Leaf peepers, listen up.

By Perri Ormont Blumberg
September 18, 2019
Pete Turner/Getty Images

Attention, passengers: Fall foliage season has been delayed. Expect to arrive at the Peak Fall Color station behind schedule.

The warmer-than-average temperatures, particularly overnight, are primarily accounting for the delay in the leaves changing, as The Weathe Channel recently reported. "Fall color will likely reach its peak later than usual this year across a large portion of the United States, and the weather is to blame," writes Brian Donegan. "By mid-September, some parts of the Rockies and northern tier often begin to see the early stages of fall color, eventually reaching a late-September peak in the Rockies' highest elevations, northern Minnesota and northern New England. Then, an early- or mid-October peak is typically found in the rest of the Rockies, Midwest, Appalachians and most of the Northeast."

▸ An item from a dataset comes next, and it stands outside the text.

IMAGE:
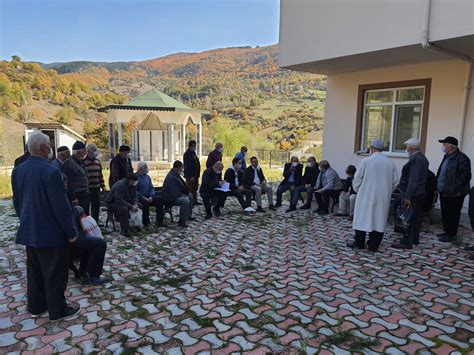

How much later than normal will peak fall foliage come? Meteorologist Eric Fisher of CBS Boston News says you'll likely see peak color a week later than average.

Beyond temperature, other factors impact fall foliage including daylight and soil conditions. Rain and drought can also have an influence on when the leaves turn. If you're planning fall travel around catching peak color, consult with SmokyMountains.com's interactive fall foliage prediction map to better time your trip.

WATCH: State-by-State Guide to the Best Fall Color

So tell us, dearest autumnal adorers: Where's your favorite place to journey to and see fall foliage? What time of day is the best to visit?